In an innovative twist, reggae understand Jimmy Cliff brightens points up via a ray of Jamaihave the right to sunshine, exchanging the doom of lyrics favor “My dreams are all dead and buried” to “My dreams are alive / Even if the sun should explode.” He goes on to “invite you sons of God” to obtain in on his vision, all amidst a bumping, jubilant ragga score. At 68 years-old, Cliff is still the original rude boy, also if he finds himself in Dougal County, Ga.


2. Sharon Van Etten

Van Etten successfully ups the ante and makes “Squidbillies Theme” all her very own. Dreamy, lived-in, and unhurried, the artist taped the version at her home studio in Brooklyn, playing all instruments—guitars, tambourine, drums—herself, including her very own gorgeously layered vocals on top.

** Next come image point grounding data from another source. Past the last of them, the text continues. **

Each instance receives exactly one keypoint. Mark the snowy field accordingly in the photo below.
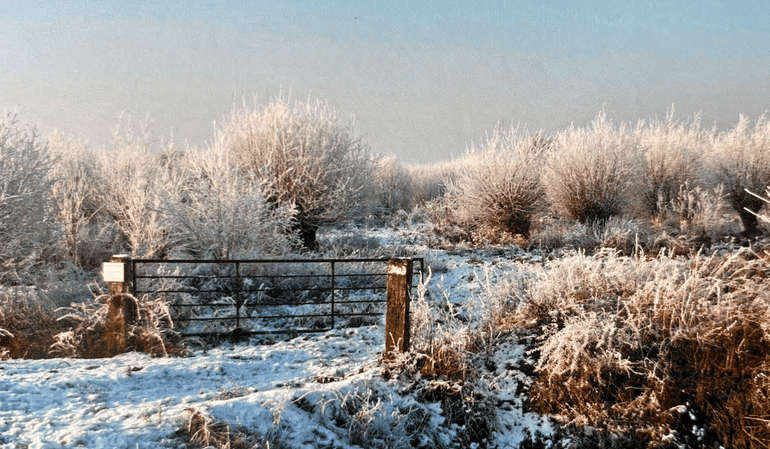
(299, 389)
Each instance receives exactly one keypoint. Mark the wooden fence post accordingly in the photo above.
(399, 287)
(123, 309)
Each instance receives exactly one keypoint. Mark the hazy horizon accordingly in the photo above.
(423, 80)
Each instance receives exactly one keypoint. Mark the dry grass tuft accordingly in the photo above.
(204, 432)
(648, 347)
(27, 323)
(108, 326)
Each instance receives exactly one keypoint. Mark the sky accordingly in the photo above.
(422, 79)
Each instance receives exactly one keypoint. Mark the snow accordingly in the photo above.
(136, 401)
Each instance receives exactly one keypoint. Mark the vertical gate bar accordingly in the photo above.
(132, 287)
(333, 286)
(237, 295)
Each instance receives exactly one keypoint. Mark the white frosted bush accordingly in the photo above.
(594, 173)
(314, 163)
(392, 187)
(673, 153)
(741, 162)
(499, 186)
(213, 209)
(130, 189)
(89, 235)
(26, 227)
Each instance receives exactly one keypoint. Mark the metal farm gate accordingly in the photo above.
(268, 296)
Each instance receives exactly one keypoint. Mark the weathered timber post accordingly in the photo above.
(397, 316)
(123, 309)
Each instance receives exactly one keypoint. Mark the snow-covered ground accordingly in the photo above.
(297, 387)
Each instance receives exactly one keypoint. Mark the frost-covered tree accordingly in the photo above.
(26, 228)
(313, 162)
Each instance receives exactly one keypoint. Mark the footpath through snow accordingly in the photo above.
(135, 401)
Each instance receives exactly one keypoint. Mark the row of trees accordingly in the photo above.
(274, 174)
(601, 171)
(268, 180)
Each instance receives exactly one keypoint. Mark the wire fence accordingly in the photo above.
(267, 296)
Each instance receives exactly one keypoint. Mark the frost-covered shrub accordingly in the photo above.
(673, 153)
(499, 186)
(314, 164)
(213, 209)
(593, 173)
(392, 188)
(26, 225)
(130, 189)
(89, 236)
(27, 322)
(741, 161)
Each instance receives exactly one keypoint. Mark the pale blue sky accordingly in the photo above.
(423, 79)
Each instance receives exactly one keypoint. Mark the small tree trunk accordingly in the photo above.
(750, 223)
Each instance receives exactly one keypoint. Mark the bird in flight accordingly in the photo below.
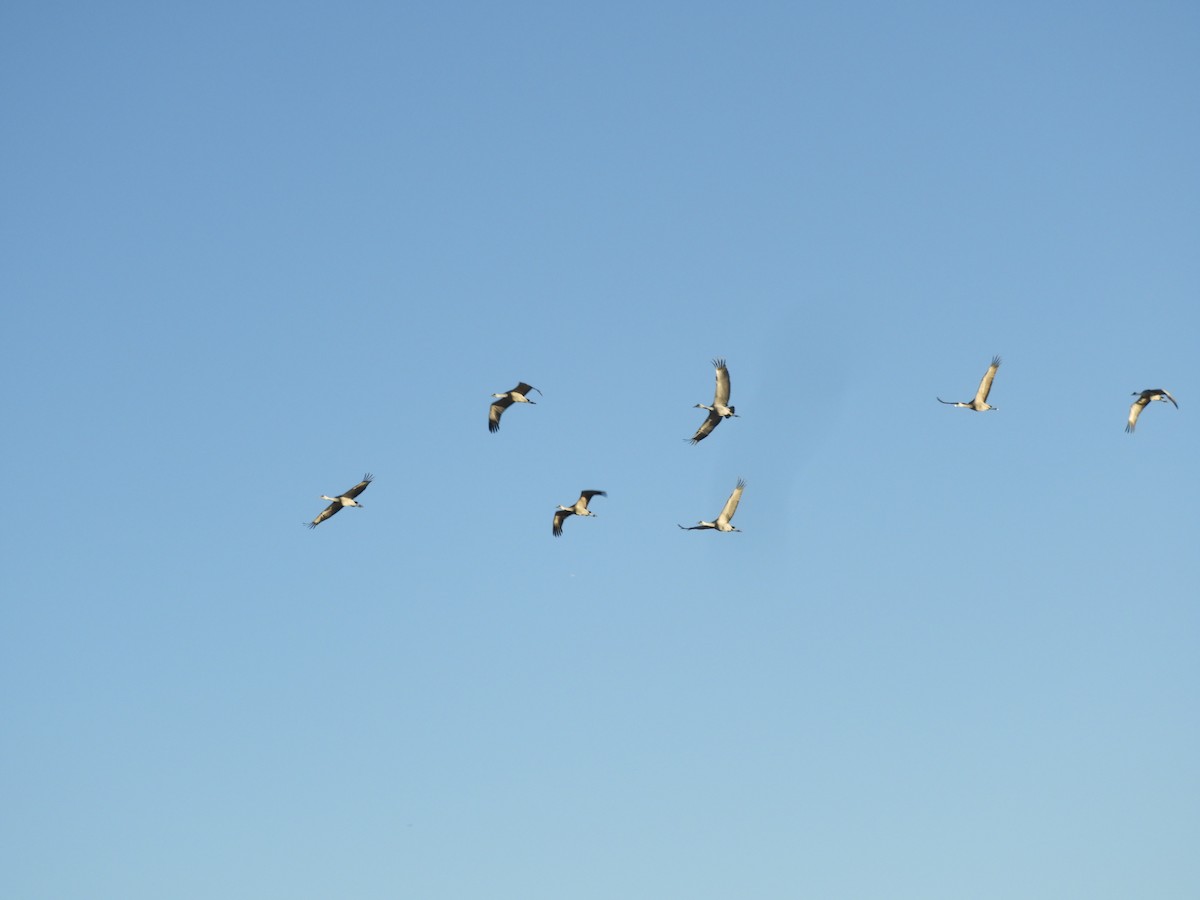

Taking the time to work out in and really feel the song, Van Etten owns the song in methods few other artists have; this is possibly bereason she sounds both major and also offhanded at once, distilling the show’s absurdity into a finely rendered 30-second clip.


1. Dwight Yoakam

When you tap the reigning king of the Bakersarea sound to provide “Squidbillies Theme” a workover, you either obtain among two things: Dwight Yoakam laughing in your confront, or the best damn cover of the song out tbelow yet. That twang, that yodel, that flinty guitar: this is the song Shaver could have made if he stayed away from drugs, booze, bars, womales, and a lot of of all, Dougal County. Let ‘er blow, Dwight. You give Squidbillies everywhere something to strive for.